London, October 1-3

London was a nice ending to our travels in Europe. When we got plane tickets for this part of the trip, we decided to fly home from London for maximum flexibility -- we weren't sure where we'd end up (certainly we hadn't imagined it would be the Black Forest!), and London is convenient from most anywhere in Europe. We hadn't planned necessarily to spend any time in London, but we're glad we did.

We had plenty to keep us busy for two full days:
  • Enjoyment of typical London weather, varying from gray to drizzly to full-out rain. We didn't see the sun once.

  • Several good museums; the British Museum and Natural History Museum were particular standouts.

  • Westminster Abbey, most impressive being secular aspects such as the tombs of numerous British luminaries over the centuries. (Emily wants to mention that she wasn't as impressed as the rest of us -- she was most interested in the "Coffee Corner Cafe" tucked away in the cloister gardens.)

  • Excellent theater.
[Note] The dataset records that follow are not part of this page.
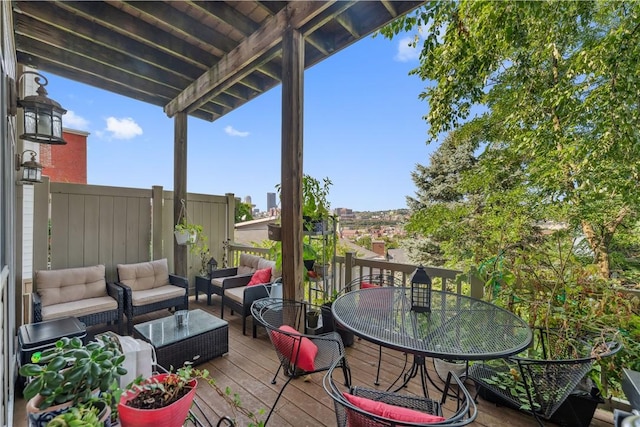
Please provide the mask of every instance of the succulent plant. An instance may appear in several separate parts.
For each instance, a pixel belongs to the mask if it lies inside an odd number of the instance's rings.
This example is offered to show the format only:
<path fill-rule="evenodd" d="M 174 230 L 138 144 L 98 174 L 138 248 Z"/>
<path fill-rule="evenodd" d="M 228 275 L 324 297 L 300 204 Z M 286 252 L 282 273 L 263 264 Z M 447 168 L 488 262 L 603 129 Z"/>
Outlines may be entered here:
<path fill-rule="evenodd" d="M 108 391 L 117 386 L 124 355 L 118 344 L 99 337 L 83 345 L 77 338 L 62 338 L 55 347 L 45 350 L 39 363 L 20 367 L 20 375 L 31 381 L 24 389 L 25 399 L 42 397 L 39 409 L 71 401 L 73 405 L 87 402 L 96 390 Z"/>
We got last-minute tickets to Wicked, a musical that appealed to the entire family.

  • A visit to the Prime Meridian at the Greenwich Conservatory. See our GPS reading in photo 5 -- pretty cool, eh?

  • Good Indian food, which we've been craving the entire trip.
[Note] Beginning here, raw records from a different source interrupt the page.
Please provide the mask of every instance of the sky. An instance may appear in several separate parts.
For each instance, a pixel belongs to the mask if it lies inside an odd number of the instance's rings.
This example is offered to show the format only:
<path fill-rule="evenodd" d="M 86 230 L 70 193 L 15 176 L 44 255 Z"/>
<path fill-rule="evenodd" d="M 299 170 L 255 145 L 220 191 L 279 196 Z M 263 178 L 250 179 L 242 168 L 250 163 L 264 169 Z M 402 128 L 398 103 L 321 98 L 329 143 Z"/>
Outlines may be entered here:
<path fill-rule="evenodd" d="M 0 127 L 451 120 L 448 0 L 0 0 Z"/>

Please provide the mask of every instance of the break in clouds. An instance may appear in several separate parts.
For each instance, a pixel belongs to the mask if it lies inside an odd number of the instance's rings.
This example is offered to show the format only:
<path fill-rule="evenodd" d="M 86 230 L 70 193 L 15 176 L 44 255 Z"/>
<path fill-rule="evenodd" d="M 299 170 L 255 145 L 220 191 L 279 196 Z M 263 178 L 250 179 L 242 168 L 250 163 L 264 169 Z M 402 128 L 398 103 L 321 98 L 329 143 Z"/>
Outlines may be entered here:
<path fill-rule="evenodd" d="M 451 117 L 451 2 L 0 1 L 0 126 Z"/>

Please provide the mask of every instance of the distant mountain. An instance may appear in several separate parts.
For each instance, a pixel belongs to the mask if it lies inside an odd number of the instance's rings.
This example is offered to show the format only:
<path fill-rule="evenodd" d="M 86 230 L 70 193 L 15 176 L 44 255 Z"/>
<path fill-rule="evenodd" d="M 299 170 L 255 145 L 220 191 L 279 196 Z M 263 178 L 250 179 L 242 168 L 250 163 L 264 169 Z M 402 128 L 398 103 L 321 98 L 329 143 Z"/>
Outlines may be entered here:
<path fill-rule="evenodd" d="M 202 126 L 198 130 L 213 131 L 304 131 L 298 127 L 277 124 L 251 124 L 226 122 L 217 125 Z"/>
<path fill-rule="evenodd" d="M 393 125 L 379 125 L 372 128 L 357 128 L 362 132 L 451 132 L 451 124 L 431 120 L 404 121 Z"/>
  • Great disappointment at the Buckingham Palace changing of the guard. Even on a rainy October Tuesday it was packed with tourists -- we thought we might get crushed against the palace fence or injured by wayward video cameras. On top of that, the band was distinctly unimpressive, and the guards seemed to be chit-chatting as they shuffled around. (Edward: What'd the lady serve ya for supper last night? James: Steak and kidney pie, again.)
One feature of visiting London we hadn't anticipated was the kid's familiarity with many landmarks of the city. They've read numerous books set in London, varying from Paddington Bear when they were young, to the Bartimaeus Trilogy more recently, and of course Harry Potter. It was a lot of fun for them just to walk around seeing the places they'd read so much about.
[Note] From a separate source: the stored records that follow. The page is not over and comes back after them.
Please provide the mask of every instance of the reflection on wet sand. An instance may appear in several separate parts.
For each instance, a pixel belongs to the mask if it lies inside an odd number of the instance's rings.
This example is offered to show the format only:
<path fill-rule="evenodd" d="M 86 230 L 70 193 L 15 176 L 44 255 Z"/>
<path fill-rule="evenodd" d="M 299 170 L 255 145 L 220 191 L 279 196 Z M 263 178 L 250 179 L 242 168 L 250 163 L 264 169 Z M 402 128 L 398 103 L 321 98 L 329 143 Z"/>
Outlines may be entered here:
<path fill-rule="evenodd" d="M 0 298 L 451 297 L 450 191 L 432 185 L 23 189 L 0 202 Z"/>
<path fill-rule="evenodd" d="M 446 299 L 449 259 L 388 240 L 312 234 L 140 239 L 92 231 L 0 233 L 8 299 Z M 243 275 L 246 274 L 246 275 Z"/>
Another feature we hadn't anticipated was how convenient it is to travel somewhere where people speak English (or at least some version of it). Traveling long-term seems to accentuate day-to-day tribulations such as lack of communication. Often it's part of the fun, but we didn't mind a few days where we could communicate with relative ease.

The previous travelog hinted at ultimate success in finding a London hotel. After much searching we happened upon a large British budget hotel chain called Premier Inns. Our particular branch was located right in County Hall, the illuminated riverside building next to the giant ferris wheel (the London Eye) in photo 2, directly across the Thames river from Big Ben and the Parliament Building (photo 3). Even though it's a low-brow place, it's ranked #32 of over 1000 London hotels on the tripadvisor hotel review site, and we concur -- the location is superb, our room was gigantic, and service was surprisingly good. We recommend it to anyone making a cost-conscious visit to London.

Shortly after posting this travelog we'll be winging our way home for a month's hiatus from travel -- attending school and attempting to do some work. As Emily famously said when we arrived in Morocco: Get ready for culture shock.